25. A outrigger and substructure system with multi-cavity bidirectional amplified viscous damper: experimental investigation and performance evaluation
Core Problem: High-rise structural control systems need efficient bidirectional damping and displacement reduction under seismic loading.
Key Innovation: Develops and tests a multi-cavity bidirectional amplified viscous damper integrated with an outrigger-substructure system.
26. Effectiveness and robustness of a quasi-harmonic-type multistable nonlinear energy sink-inerter for dynamic response mitigation: theoretical, experimental, and numerical research
Core Problem: Conventional nonlinear energy sinks can require large masses and can be sensitive to input energy level.
Key Innovation: Combines multistable restoring force, quasi-harmonic behavior, and inerter-based mass amplification to broaden earthquake response mitigation.
27. Exploring the performance of a nonlinear bi-modal tuned mass damper under seismic excitation
Core Problem: Buildings subjected to bidirectional earthquakes require damping devices that remain effective across wider frequency bands than classical tuned mass dampers.
Key Innovation: Derives and evaluates a nonlinear bi-modal tuned mass damper using friction and viscous damping formulations under multiple earthquake records.
28. Analytical and PML-based solutions for 3D wave propagation in a liquid layer over an exponentially graded transversely isotropic medium
Core Problem: Layered fluid-solid systems complicate wave propagation and absorbing-boundary treatment in seismic and offshore geotechnical analysis.
Key Innovation: Derives analytical and PML-based solutions for 3D wave propagation in a liquid layer over an exponentially graded transversely isotropic medium.
29. Influences of rainfall, river discharge and land use on groundwater quality in the Cauvery River Delta, southern India: Implications on agricultural production and sustainability
Core Problem: Deltaic groundwater quality is shaped by rainfall, river discharge, and land-use change, with direct implications for agricultural sustainability.
Key Innovation: Combines long-term hydrometeorological and land-use datasets with hydrochemical analyses to diagnose groundwater-quality dynamics in the Cauvery River Delta.
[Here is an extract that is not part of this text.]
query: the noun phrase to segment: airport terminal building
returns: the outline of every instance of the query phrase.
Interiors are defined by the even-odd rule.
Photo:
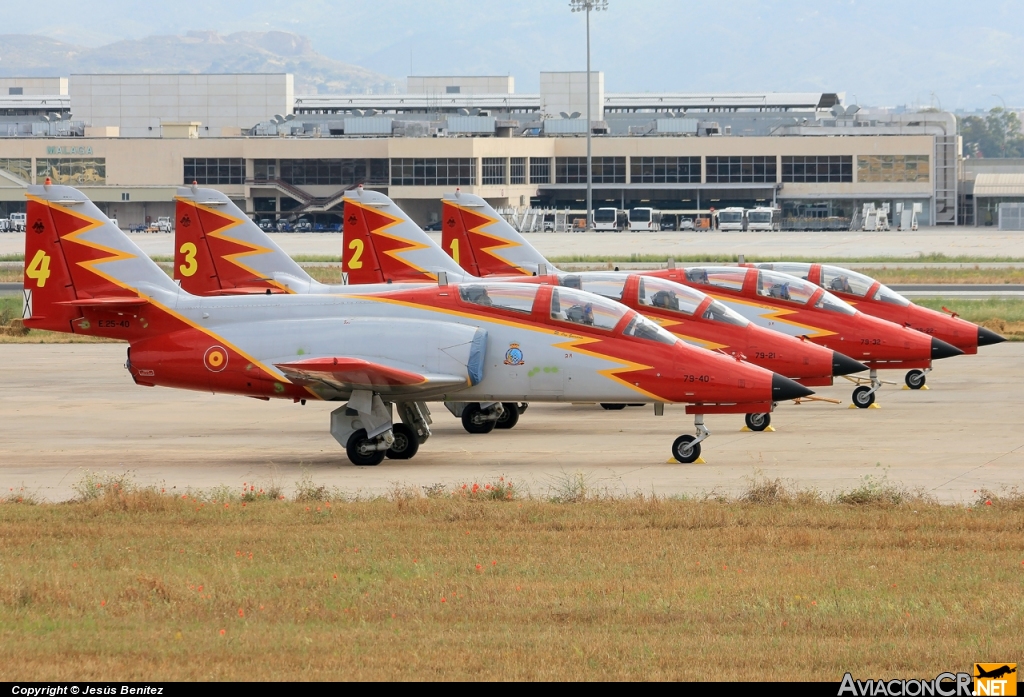
[[[519,94],[511,77],[410,77],[406,94],[307,96],[287,74],[0,78],[0,217],[46,177],[126,228],[173,215],[175,187],[193,181],[254,217],[328,229],[360,184],[421,224],[455,188],[499,209],[582,213],[586,80],[541,73],[539,93]],[[921,225],[975,222],[951,114],[591,83],[595,208],[775,206],[784,227],[850,229],[875,203],[914,206]]]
30. Integrated geophysical investigation of a contaminated abandoned industrial site validated by borehole sample analysis: A case study in northeastern Shanghai, China
Core Problem: Compound contamination in soft-soil industrial sites is difficult to characterize with isolated boreholes or single geophysical methods.
Key Innovation: Integrates electromagnetic geophysical surveys with borehole validation to refine subsurface contamination assessment in northeastern Shanghai.